We drove round towards a building development, all unfinished, which was probably modelled on the facilities at Sotogrande, just east of Gibraltar. Nothing was finished. We spotted the marina office, so parked up and went to look. There was one ordinary yacht alongside: an Oyster 46 flying the Ocean Cruising Club burgee, a red ensign and registered in Southampton. Encouraged, we approached them. Carole and Steve Kerswill are on a similar adventure to ourselves, except that this is their second time around – they did the ‘two-year career break’ some years ago and this time they are on a much longer trip. Their boat ‘Innamorata II’, is quite a bit older than Escapade, but utterly immaculate. We took tea, exchanged experiences and agreed to meet up in Mustique for the Blues Festival.
An (almost) empty marina
We pushed on in the golf buggy. Despite the tiny engine, it coped adequately with the steep hills and we found some fine ‘mirador’ locations looking out over the colourful houses, the lagoons and reefs, towards the other islands in the Grenadines chain and St Vincent. This is a beautiful place: I worry about the potential division between the wealthy visitors and the disenfranchised locals and hope someone with authority, vision and a budget will take an interest before its too late. The lagoon on the east side of the island is quite spectacular and we descended to the beach for a swim. No flies, no litter.
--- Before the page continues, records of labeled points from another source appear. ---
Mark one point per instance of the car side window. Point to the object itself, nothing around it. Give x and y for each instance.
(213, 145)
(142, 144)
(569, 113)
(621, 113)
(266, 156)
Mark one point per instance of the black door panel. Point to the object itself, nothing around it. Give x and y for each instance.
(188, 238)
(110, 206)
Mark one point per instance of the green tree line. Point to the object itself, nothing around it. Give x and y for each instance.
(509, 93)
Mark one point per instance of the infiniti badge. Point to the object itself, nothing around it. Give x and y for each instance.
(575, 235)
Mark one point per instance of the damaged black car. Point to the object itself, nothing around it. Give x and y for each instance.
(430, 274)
Pristine white sand, crystal clear water in a dozen colours, the odd frigate bird on combat air patrol. We had it to ourselves, though when I stood on a sea urchin I guessed why! The seabed just a few feet from the shore was thick with them – not the back, mega-spiny ones, but the white, more European ones that we get at home. No damage done – leathery feet these days. We drove on until we reached the perimeter of the exclusive resort, complete with Italianate walls and sunbleached guardhouses. The (unarmed) security guard was polite but firm: we could not visit the bar! We wished we had bought a picnic and a cold beer… so reluctantly we headed back to the Tamarind Bay Hotel in search of the necessary ingredients.
The lagoon on the east side
Mysore Bay and the private resort (from a suitable distance!)
A couple of hours later, we were underway again, heading for Mustique and the International Blues Festival at Basil’s Bar in Britannia Bay.